I used to be a runner.
When I was 17 and my only concerns were passing Algebra, gathering up the nerve to talk to the pretty girls in my class, and debating the merits of Mötley Crüe versus Def Leppard, I used to effortlessly run three to five miles a day.
I wasn’t particularly good at it. Trying to get in shape for basketball was the reason I even thought about going out for the cross-country team. I’d never run a mile before in my life and then I just never stopped for eight years.
I didn’t make the basketball team which, in retrospect, was a good thing because I knew I wasn’t good enough. However, my identity was folded into being an athlete of some kind and if football, basketball, and baseball weren’t in the cards, maybe track could be.
Cross-country and track. Today it seems like a lifetime ago that I was in the prime of my athletic self. I look at pictures of me at that time and two things stick out… all the hair I had and how like a coiled spring my body was. I took it all for granted, of course.
If I could go back to my 18-year-old self and tell him one thing it would be to never stop running. Always run. Always stay in shape. Run for fun. Run for the hundreds of health-related pluses you get from running. Just run.
I didn’t.
And then I got old.
Is 50 old? I have no idea. My father is in his 70s and I forget that all the time because he rarely acts his age. I hope I never act my age.
But I am 50 and with it all the aches and pains of 30 or so years of not running.
I ran for eight years. Four in high school and four in college. I never loved it. And then the ravages of time patiently took my self-identifying athlete persona and changed it into a self-identifying supporter of athletics. “If you can’t be an athlete, be an athletic supporter” goes the joke in Grease.
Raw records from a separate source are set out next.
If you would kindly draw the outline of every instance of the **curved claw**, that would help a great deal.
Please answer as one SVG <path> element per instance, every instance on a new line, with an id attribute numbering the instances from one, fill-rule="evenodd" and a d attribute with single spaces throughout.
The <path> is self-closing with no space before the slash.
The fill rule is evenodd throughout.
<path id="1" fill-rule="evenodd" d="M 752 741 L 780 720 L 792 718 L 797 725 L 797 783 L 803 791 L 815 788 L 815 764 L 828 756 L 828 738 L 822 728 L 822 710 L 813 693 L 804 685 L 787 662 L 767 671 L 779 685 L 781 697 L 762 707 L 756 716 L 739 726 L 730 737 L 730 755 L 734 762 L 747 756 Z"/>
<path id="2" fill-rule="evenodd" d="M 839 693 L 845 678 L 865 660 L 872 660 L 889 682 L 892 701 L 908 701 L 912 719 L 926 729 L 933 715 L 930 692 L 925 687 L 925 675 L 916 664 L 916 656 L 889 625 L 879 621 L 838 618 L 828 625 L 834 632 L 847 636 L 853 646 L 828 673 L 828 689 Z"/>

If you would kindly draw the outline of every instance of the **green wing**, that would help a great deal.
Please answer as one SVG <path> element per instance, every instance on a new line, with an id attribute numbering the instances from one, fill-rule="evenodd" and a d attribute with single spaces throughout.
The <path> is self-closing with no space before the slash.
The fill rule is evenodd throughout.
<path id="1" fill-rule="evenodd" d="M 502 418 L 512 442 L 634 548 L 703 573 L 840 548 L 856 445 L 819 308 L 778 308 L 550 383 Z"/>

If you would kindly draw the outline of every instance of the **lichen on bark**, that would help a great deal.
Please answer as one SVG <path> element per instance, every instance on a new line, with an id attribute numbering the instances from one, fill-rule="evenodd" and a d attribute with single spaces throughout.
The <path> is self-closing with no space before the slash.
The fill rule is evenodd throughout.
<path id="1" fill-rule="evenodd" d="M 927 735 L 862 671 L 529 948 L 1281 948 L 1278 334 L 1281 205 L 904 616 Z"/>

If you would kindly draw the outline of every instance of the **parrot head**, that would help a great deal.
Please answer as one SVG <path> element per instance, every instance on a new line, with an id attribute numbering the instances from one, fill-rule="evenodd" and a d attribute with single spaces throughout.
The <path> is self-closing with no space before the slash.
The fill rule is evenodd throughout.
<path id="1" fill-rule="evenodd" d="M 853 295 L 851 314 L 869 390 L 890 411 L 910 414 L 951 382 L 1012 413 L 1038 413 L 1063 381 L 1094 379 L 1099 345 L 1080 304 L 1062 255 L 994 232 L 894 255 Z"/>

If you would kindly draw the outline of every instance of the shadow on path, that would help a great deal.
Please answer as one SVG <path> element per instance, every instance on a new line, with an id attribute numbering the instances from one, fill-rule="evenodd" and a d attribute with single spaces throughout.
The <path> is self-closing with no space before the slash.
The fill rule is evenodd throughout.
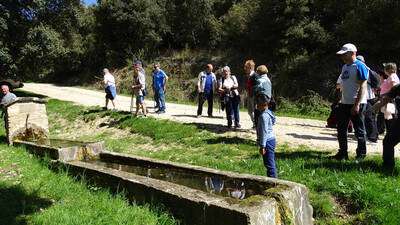
<path id="1" fill-rule="evenodd" d="M 255 141 L 240 137 L 216 137 L 212 139 L 206 139 L 204 142 L 206 144 L 246 144 L 253 145 L 254 148 L 257 148 Z"/>
<path id="2" fill-rule="evenodd" d="M 207 130 L 207 131 L 209 131 L 211 133 L 215 133 L 215 134 L 223 134 L 223 133 L 232 132 L 232 131 L 246 132 L 246 133 L 249 132 L 248 129 L 228 128 L 226 125 L 222 125 L 222 124 L 208 124 L 208 123 L 188 123 L 188 124 L 194 125 L 198 129 Z"/>
<path id="3" fill-rule="evenodd" d="M 197 118 L 196 115 L 189 115 L 189 114 L 171 115 L 171 116 L 173 116 L 173 117 L 180 117 L 180 118 L 184 118 L 184 117 L 187 117 L 187 118 Z M 223 116 L 213 116 L 213 117 L 202 116 L 202 117 L 200 117 L 200 118 L 198 118 L 198 119 L 201 120 L 201 118 L 207 118 L 207 119 L 223 119 L 224 117 L 223 117 Z"/>
<path id="4" fill-rule="evenodd" d="M 304 139 L 304 140 L 323 140 L 323 141 L 337 141 L 336 137 L 321 137 L 321 136 L 314 136 L 314 135 L 302 135 L 302 134 L 295 134 L 295 133 L 288 133 L 294 138 Z"/>

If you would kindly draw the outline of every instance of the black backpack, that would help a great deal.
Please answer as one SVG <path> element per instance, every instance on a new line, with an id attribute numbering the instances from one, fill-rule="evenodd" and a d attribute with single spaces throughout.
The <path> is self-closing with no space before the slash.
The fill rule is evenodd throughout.
<path id="1" fill-rule="evenodd" d="M 381 86 L 381 78 L 379 74 L 369 69 L 368 84 L 371 88 L 379 88 Z"/>

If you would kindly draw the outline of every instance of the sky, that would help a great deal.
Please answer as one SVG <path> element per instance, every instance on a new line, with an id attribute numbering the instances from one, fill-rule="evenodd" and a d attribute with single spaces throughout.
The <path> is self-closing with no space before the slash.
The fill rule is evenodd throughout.
<path id="1" fill-rule="evenodd" d="M 83 0 L 83 2 L 84 2 L 86 5 L 92 5 L 92 4 L 96 4 L 96 3 L 97 3 L 97 0 Z"/>

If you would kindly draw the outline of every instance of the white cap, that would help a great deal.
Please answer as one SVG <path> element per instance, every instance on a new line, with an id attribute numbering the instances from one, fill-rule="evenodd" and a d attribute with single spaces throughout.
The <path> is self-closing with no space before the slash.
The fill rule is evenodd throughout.
<path id="1" fill-rule="evenodd" d="M 356 58 L 357 58 L 358 60 L 360 60 L 361 62 L 365 63 L 364 56 L 358 55 Z"/>
<path id="2" fill-rule="evenodd" d="M 338 55 L 343 55 L 346 52 L 357 52 L 357 48 L 353 44 L 345 44 L 343 47 L 340 49 L 340 51 L 336 52 Z"/>

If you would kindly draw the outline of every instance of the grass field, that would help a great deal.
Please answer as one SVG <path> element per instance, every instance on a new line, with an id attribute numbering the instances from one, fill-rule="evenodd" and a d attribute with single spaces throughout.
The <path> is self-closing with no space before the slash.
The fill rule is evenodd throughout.
<path id="1" fill-rule="evenodd" d="M 50 100 L 48 113 L 51 133 L 54 137 L 104 140 L 108 150 L 111 151 L 221 170 L 265 175 L 255 142 L 231 133 L 212 132 L 212 129 L 203 129 L 196 124 L 185 125 L 153 118 L 134 118 L 122 112 L 101 111 L 100 108 L 85 108 L 57 100 Z M 77 130 L 81 132 L 76 134 Z M 41 192 L 39 195 L 41 198 L 56 199 L 53 194 L 56 195 L 55 193 L 58 192 L 64 193 L 60 194 L 59 199 L 77 198 L 71 200 L 77 201 L 71 203 L 76 207 L 64 207 L 57 200 L 48 208 L 44 207 L 43 211 L 35 211 L 26 216 L 28 221 L 35 223 L 48 218 L 43 215 L 61 218 L 64 218 L 64 214 L 72 215 L 76 212 L 84 215 L 85 212 L 81 211 L 87 207 L 85 202 L 90 202 L 91 198 L 99 196 L 98 198 L 111 199 L 108 201 L 116 201 L 123 205 L 123 209 L 126 211 L 121 212 L 122 214 L 128 211 L 134 214 L 143 210 L 145 213 L 139 214 L 145 216 L 144 219 L 153 221 L 153 224 L 173 224 L 175 222 L 170 216 L 162 211 L 153 210 L 152 207 L 129 206 L 121 196 L 110 196 L 106 190 L 97 190 L 96 187 L 74 181 L 65 173 L 47 171 L 45 163 L 30 158 L 23 149 L 9 148 L 5 145 L 0 148 L 5 149 L 1 151 L 1 157 L 6 155 L 12 158 L 7 162 L 11 163 L 13 160 L 23 158 L 26 168 L 32 164 L 32 167 L 38 167 L 43 170 L 43 173 L 49 174 L 43 175 L 42 182 L 44 183 L 46 183 L 47 177 L 69 182 L 65 185 L 45 185 L 40 188 L 40 191 L 47 190 L 44 193 Z M 9 153 L 10 149 L 15 154 Z M 399 224 L 399 166 L 395 171 L 384 171 L 381 169 L 380 157 L 367 157 L 361 163 L 356 163 L 354 160 L 337 162 L 329 159 L 329 154 L 331 153 L 310 149 L 306 146 L 291 148 L 286 145 L 278 145 L 276 153 L 279 177 L 305 184 L 310 189 L 316 224 Z M 2 159 L 1 162 L 3 163 L 3 161 Z M 397 164 L 399 165 L 399 161 Z M 0 165 L 3 168 L 4 164 Z M 35 173 L 33 172 L 33 174 Z M 32 175 L 24 176 L 32 177 Z M 22 179 L 27 178 L 23 177 Z M 33 177 L 31 179 L 36 186 L 26 181 L 20 184 L 14 184 L 15 181 L 2 181 L 2 183 L 8 188 L 20 187 L 27 193 L 34 193 L 35 188 L 41 187 L 43 184 L 40 183 L 40 179 L 33 179 Z M 69 186 L 72 187 L 72 191 L 66 190 L 66 187 Z M 59 188 L 63 191 L 59 191 Z M 82 200 L 79 199 L 81 197 L 75 195 L 77 192 L 74 191 L 75 188 L 85 193 L 82 194 Z M 17 196 L 10 198 L 17 198 Z M 107 214 L 114 218 L 113 221 L 117 221 L 118 215 L 122 214 L 114 213 L 115 208 L 106 202 L 99 204 L 108 209 Z M 100 218 L 97 218 L 97 213 L 99 212 L 95 209 L 88 212 L 88 216 L 96 220 L 94 223 L 110 224 L 107 221 L 103 223 Z M 80 220 L 88 221 L 86 217 L 82 217 Z M 65 221 L 67 221 L 66 224 L 71 224 L 69 220 Z M 113 222 L 111 223 L 113 224 Z"/>

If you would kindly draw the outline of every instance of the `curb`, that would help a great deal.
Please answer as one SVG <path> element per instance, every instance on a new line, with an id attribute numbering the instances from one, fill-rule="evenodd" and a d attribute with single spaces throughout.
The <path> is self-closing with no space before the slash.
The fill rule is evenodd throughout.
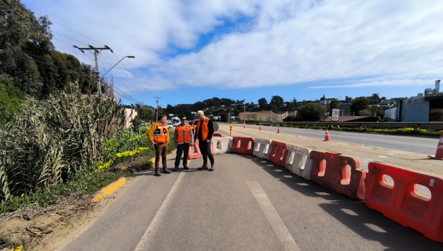
<path id="1" fill-rule="evenodd" d="M 109 195 L 109 194 L 114 192 L 114 191 L 117 189 L 119 188 L 122 186 L 123 184 L 124 184 L 126 182 L 126 179 L 125 178 L 121 178 L 117 180 L 117 181 L 114 182 L 108 185 L 105 187 L 101 188 L 101 190 L 100 190 L 100 192 L 97 194 L 95 197 L 92 199 L 92 201 L 95 202 L 97 202 L 100 201 L 102 199 L 104 198 L 104 197 L 106 195 Z"/>

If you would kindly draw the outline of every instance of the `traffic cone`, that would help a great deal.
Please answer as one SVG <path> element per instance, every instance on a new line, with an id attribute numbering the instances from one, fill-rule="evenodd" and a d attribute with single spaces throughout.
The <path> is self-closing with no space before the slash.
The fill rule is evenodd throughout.
<path id="1" fill-rule="evenodd" d="M 331 139 L 329 138 L 329 133 L 328 132 L 328 129 L 326 128 L 326 133 L 324 134 L 324 140 L 323 141 L 330 141 Z"/>
<path id="2" fill-rule="evenodd" d="M 437 145 L 437 150 L 435 152 L 435 156 L 431 157 L 433 158 L 437 158 L 443 160 L 443 134 L 440 135 L 440 140 Z"/>

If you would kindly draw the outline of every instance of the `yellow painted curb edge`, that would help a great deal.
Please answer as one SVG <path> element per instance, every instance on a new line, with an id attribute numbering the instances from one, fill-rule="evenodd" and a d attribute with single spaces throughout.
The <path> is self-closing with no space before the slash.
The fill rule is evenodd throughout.
<path id="1" fill-rule="evenodd" d="M 103 188 L 100 190 L 100 192 L 95 197 L 92 199 L 93 201 L 100 201 L 104 196 L 109 195 L 114 192 L 114 191 L 121 187 L 126 182 L 126 179 L 125 178 L 121 178 L 112 183 L 108 185 L 106 187 Z"/>
<path id="2" fill-rule="evenodd" d="M 13 248 L 11 250 L 11 251 L 22 251 L 22 249 L 23 248 L 23 246 L 21 246 L 20 247 L 17 247 L 16 249 Z"/>

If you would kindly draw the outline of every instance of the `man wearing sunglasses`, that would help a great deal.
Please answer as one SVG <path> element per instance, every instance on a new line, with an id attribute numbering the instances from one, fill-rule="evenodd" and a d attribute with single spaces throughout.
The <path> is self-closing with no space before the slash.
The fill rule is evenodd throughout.
<path id="1" fill-rule="evenodd" d="M 194 138 L 194 143 L 198 140 L 198 148 L 203 155 L 203 164 L 197 168 L 198 170 L 208 169 L 208 158 L 211 162 L 211 167 L 209 171 L 214 171 L 214 156 L 211 152 L 211 140 L 212 135 L 214 134 L 214 125 L 212 121 L 209 118 L 205 117 L 203 111 L 197 112 L 197 127 L 195 127 L 195 137 Z"/>
<path id="2" fill-rule="evenodd" d="M 174 142 L 177 148 L 177 155 L 175 156 L 175 167 L 173 171 L 178 170 L 180 164 L 180 158 L 183 153 L 183 169 L 188 170 L 188 155 L 189 153 L 190 145 L 193 146 L 194 134 L 192 127 L 186 123 L 186 116 L 180 116 L 180 124 L 175 127 L 174 132 Z"/>

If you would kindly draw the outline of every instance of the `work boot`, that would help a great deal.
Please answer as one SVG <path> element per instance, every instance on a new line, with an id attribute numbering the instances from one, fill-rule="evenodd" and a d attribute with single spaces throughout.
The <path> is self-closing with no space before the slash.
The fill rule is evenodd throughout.
<path id="1" fill-rule="evenodd" d="M 208 165 L 203 164 L 203 165 L 200 166 L 200 167 L 199 167 L 197 169 L 198 170 L 207 169 L 208 169 Z"/>

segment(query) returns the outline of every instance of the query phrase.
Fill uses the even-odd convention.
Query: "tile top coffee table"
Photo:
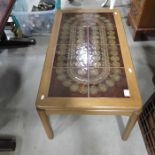
[[[126,140],[141,102],[119,11],[57,11],[36,100],[48,137],[50,114],[108,114],[129,116]]]

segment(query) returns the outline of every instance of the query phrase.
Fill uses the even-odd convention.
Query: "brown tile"
[[[49,97],[88,97],[88,69],[53,68]]]
[[[88,42],[87,29],[87,27],[61,25],[57,44],[86,44]]]
[[[89,67],[123,67],[123,59],[118,45],[89,45]]]
[[[125,71],[123,68],[89,68],[90,97],[129,97]]]
[[[87,67],[87,45],[60,44],[57,45],[54,67]]]
[[[111,25],[111,26],[110,26]],[[117,35],[116,28],[109,24],[109,26],[96,26],[89,28],[89,44],[108,44],[108,45],[116,45],[119,44],[119,39]]]

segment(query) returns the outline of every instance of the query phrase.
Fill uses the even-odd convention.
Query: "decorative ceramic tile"
[[[123,68],[89,68],[90,97],[129,97]]]
[[[123,67],[121,49],[118,45],[89,45],[88,66]]]
[[[112,13],[63,14],[50,97],[129,97],[123,67]]]
[[[53,68],[49,96],[88,97],[88,69]]]
[[[54,59],[55,67],[87,67],[88,50],[86,44],[59,44]]]

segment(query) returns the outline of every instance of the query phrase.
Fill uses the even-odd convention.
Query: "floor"
[[[122,11],[145,103],[154,91],[155,44],[154,41],[133,42],[132,29],[126,25],[127,6],[122,5],[116,4]],[[138,124],[129,139],[122,141],[120,134],[126,117],[55,115],[50,118],[55,138],[47,138],[35,110],[35,99],[49,36],[38,36],[36,39],[37,44],[28,48],[0,49],[0,134],[13,135],[17,141],[15,152],[0,154],[147,155]]]

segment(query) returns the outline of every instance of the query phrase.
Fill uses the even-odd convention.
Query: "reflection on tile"
[[[84,44],[88,42],[88,28],[80,26],[61,25],[57,44]]]
[[[53,66],[50,97],[124,97],[113,13],[64,13]]]
[[[89,44],[119,44],[116,28],[112,24],[89,27]]]
[[[128,90],[123,68],[89,68],[90,97],[126,97]]]
[[[89,45],[88,66],[90,67],[123,67],[120,46]]]
[[[55,67],[87,67],[88,52],[87,46],[81,44],[60,44],[57,45],[54,58]]]
[[[87,68],[53,68],[50,97],[87,97]]]
[[[53,68],[50,97],[126,97],[123,68]],[[128,96],[127,96],[128,97]]]

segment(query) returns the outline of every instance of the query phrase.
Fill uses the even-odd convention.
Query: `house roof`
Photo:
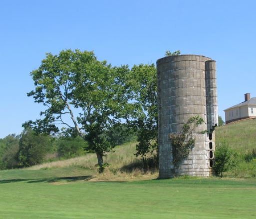
[[[232,106],[231,107],[229,107],[224,110],[224,111],[225,111],[226,110],[232,109],[233,108],[239,107],[248,105],[256,105],[256,97],[253,97],[252,98],[251,98],[249,100],[248,100],[247,101],[242,102],[242,103],[239,103],[238,104],[235,105],[233,106]]]

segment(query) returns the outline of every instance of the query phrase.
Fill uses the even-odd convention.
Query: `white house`
[[[224,110],[226,124],[247,118],[256,118],[256,97],[245,94],[245,101]]]

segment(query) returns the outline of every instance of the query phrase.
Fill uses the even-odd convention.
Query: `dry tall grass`
[[[158,170],[154,168],[145,171],[142,161],[134,155],[136,143],[128,143],[115,147],[113,152],[108,153],[104,157],[104,162],[109,166],[102,174],[97,173],[97,158],[94,153],[87,154],[65,160],[45,163],[26,168],[27,170],[61,168],[78,166],[90,170],[95,173],[91,181],[127,181],[156,179],[158,177]]]

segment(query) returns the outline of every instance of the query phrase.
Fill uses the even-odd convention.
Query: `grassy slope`
[[[256,147],[256,120],[218,127],[216,139],[245,153]],[[117,147],[100,176],[93,154],[0,171],[1,218],[256,218],[255,178],[93,182],[156,179],[155,173],[120,170],[138,162],[134,150],[135,144]],[[252,176],[255,168],[253,162],[242,162],[237,173],[227,174]]]
[[[256,177],[256,161],[246,162],[245,156],[256,149],[256,120],[244,120],[217,127],[216,144],[225,141],[238,153],[237,165],[225,174],[236,177]]]
[[[242,152],[256,148],[256,119],[217,127],[216,138],[217,143],[225,140],[231,147]]]

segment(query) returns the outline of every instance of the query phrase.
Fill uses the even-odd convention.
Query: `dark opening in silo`
[[[209,133],[209,139],[211,140],[213,139],[213,134]]]

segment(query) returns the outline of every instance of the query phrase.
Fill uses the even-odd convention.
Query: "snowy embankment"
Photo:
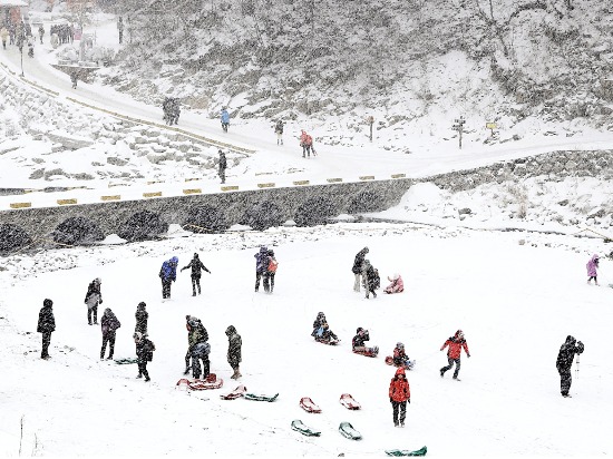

I’d really like to run again. Everyone around me says it’s a bad idea. Maybe it is. Could I actually use the Couch to 5K app and make it happen? I don’t know. I worry about hurting myself and injuring my already weak knees and ankles.
Still, the studies show running makes you live longer. If that doesn’t get you off the couch what will? A medical condition? A family history of heart disease? The desire to be there to walk your daughter down the aisle and see grandkids and enjoy life a bit more?
I’d love to hear stories of how Couch to 5K worked or didn’t work for you. Any other ideas? Am I going to hurt myself? Let me know.